We just got underway when it started to rain. The umbrellas came in handy straightaway. The start of the walk took us along (let’s just call it) a main road.
Passers-by and people sheltering in the doorway of their homes shouted at us every now and then. We turned left. The road was slightly uphill and the rainwater left a little stream that cleared the way through a ditch in a worn out road. The rain became heavier and heavier. The road turned into a small path that meandered through sugar cane fields and banana plantations. Small farmhouses, narrow ridges with a beautiful lake below us and steep muddy paths were the last obstacles we had to overcome before reaching the “Top of the World.” I can even remember that one of us could no longer surpress the urge to swear like a trooper and shed a few tears. It was by no means an easy climb and conditions were far from ideal. Someone compared it to tracking the gorillas. Whenever the moaning reached its peak, we were almost at the top. The scenery was spectacular and if the weather had been better, and some people were in a better mood, it really would have been out of this World.
We couldn’t see the Mountains of the Moon because it was covered in a thick blanket of cloud. By now the rain had stopped. From here, you could see clusters of lakes dotted over a green landscape. We were planning on swimming in one of the lakes but the weather put a damper on that. Going down the mountain was a lot easier than going up it. Again, we wandered between the farmhouses and plantations towards the local market. It was very busy at the local market. I could do with a couple of T-shirts, and this seemed the perfect opportunity. We took the path that brought us to the clothing stalls. Suddenly everyone moved aside. A blind snake slithered along the path looking for a quiet spot to rest. Apparently, blind snakes aren’t dangerous, but if that’s the case, why did the locals step aside? Back to business. The first T-shirt that attracted my attention cost 3000 Ush. I thanked the lady, and said I’d look further. She immediately reduced the price to 2000 Ush. Pamela said the locals could buy it for 700 Ush. I asked Pamela to get another one for me and gave her 1000 Ush. Pamela walked on ahead so the sales woman couldn’t see she was with a Mzungu. The sales woman had a striped T-shirt in her hand. The colours (yellow, green, pink and orange) were so dazzling it hurt my eyes. I stammered “Oh no” and to make matters worse she wanted another 300 Ush but before I knew what had hit me, I’d owned the dreadful thing. Two T-shirts for next to nothing! We’d put the bargains in a plastic bag and went to meet Ronald who had to pick us up here. Before driving back to camp, we stopped at a lodge for a few drinks. The lodge had a picture-postcard look about it, it looked out onto a volcano lake. We had lunch at our own campsite and for the umpteenth time, it was raining again. This is the last night we’ll have to sleep in a tent so hopefully they won’t let us down.

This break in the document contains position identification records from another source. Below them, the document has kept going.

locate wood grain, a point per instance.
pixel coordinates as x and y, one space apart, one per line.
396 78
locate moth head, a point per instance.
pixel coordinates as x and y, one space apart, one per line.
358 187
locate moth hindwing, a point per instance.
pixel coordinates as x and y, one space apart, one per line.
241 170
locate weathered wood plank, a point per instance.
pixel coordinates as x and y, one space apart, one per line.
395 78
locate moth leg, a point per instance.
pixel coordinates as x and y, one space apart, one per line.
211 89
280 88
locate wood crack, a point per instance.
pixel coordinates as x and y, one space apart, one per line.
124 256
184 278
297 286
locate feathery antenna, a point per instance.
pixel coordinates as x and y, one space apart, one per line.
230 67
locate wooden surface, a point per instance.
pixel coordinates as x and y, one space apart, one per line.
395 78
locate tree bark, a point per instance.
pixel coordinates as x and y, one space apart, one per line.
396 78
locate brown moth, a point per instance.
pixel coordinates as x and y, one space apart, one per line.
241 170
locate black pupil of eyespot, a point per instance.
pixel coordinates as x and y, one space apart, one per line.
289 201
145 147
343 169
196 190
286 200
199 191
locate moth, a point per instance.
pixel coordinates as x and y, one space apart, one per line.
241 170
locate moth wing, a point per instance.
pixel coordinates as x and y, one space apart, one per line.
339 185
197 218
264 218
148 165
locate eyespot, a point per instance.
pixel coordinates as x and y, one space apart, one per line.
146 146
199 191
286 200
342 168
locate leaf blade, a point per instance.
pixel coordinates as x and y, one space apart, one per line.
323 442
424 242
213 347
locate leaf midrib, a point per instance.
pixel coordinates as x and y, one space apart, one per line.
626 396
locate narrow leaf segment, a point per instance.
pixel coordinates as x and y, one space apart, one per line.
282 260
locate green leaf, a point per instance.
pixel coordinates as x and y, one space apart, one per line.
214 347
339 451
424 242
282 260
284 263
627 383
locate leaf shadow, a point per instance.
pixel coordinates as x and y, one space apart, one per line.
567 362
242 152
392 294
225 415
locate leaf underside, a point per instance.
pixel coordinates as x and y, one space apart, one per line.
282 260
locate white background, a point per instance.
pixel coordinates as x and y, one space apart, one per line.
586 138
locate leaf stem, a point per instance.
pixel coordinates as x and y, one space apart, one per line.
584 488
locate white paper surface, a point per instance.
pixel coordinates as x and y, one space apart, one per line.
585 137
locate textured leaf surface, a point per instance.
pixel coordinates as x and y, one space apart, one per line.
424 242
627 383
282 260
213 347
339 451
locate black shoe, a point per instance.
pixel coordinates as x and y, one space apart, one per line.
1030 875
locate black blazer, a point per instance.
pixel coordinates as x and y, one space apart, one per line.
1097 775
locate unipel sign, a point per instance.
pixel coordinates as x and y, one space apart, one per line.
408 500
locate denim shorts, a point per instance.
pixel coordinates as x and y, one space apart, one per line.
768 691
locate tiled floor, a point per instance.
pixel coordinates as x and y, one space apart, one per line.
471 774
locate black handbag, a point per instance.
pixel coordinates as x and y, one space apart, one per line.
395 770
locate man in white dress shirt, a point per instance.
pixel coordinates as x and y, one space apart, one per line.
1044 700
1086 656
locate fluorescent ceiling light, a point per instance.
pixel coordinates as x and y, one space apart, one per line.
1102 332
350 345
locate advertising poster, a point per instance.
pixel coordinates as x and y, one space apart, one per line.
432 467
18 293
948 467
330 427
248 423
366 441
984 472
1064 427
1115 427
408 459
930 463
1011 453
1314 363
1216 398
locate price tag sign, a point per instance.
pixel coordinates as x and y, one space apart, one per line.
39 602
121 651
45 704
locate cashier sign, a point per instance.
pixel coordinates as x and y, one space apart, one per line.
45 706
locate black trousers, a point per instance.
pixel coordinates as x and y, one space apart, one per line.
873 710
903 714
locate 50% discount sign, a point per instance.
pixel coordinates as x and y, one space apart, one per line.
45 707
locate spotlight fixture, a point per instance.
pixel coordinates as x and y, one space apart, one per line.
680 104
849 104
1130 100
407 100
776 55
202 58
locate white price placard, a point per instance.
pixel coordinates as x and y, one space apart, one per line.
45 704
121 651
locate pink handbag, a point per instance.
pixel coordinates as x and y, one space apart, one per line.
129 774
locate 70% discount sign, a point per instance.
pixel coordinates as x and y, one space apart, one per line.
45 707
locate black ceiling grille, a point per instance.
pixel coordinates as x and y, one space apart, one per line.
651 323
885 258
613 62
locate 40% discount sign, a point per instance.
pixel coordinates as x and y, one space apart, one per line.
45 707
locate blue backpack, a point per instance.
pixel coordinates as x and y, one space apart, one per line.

Tomorrow we’re off to Murchison Falls where they have traditional clay huts and bandas.
27/10 Kibale NP (Lake Nyabelere) - Murchison Falls NP
We left the Kibale region for good. People told us the roads were bad and if it rained the journey could take up to eight hours. We weren’t looking forward to it. It turned out better than expected, it didn’t rain and the road wasn’t too bad. Halfway through our journey we were ordered to stop by some armed men. We wondered if they were from the military, the police or even rebels? You couldn’t tell by their clothes. They looked at the car from every angle and even wanted to search it. They soon changed their minds once we told them everything would fall out if we opened the boot. “Okay, drive on” was the retorted reply. We later found out they were from the military. The rebels use this main road to smuggle arms, amongst other things, and that was why they were patrolling it.
Not much else happened on the way and we reached Masindi without any setbacks. We still had 89 kilometres to travel before arriving at Murchison Falls. The last few kilometres were a nightmare. Every time we drove over a bridge in Murchison National Park, we were attacked by tsetse flies. Actually, Murchison Falls National Park owes its very existence to these flies. In the past, they caused many of the local inhabitants to suffer from sleepy sickness (encephalitis lethargia). Reason for the inhabitants to abandon this area, paving the way for the national park.
You can compare the tsetse flies with that of the fly blind that plagues horses. All of a sudden, we were attacked by a dozen of these little terrors. Panic in the car. Everybody started swatting the flies to keep them at bay. They seemed almost invincible, you had to swat them at least ten times before you were finally free of them.
The can of insecticide, which Karla had bought, really worked wonders. Four flies were jammed in the window of the car but once they got sprayed they were soon kicking up the daisies. From now on, every time we approached a bridge, we shut the windows. This helped, and with the odd exception, we managed to keep the tsetse flies out of the car.
After those active last few kilometres, we arrived at the campsite in one piece. We were allowed to pick any hut we wanted. There were two beds, both had a mosquito net. It was pitch-black inside, but in the light, when the door opened, you could see there were a considerable number of mosquitoes. Fortunately, the campsite also had insecticide. We asked if we could use it and sprayed the entire hut before going to bed with, for us at least, a consoling poison.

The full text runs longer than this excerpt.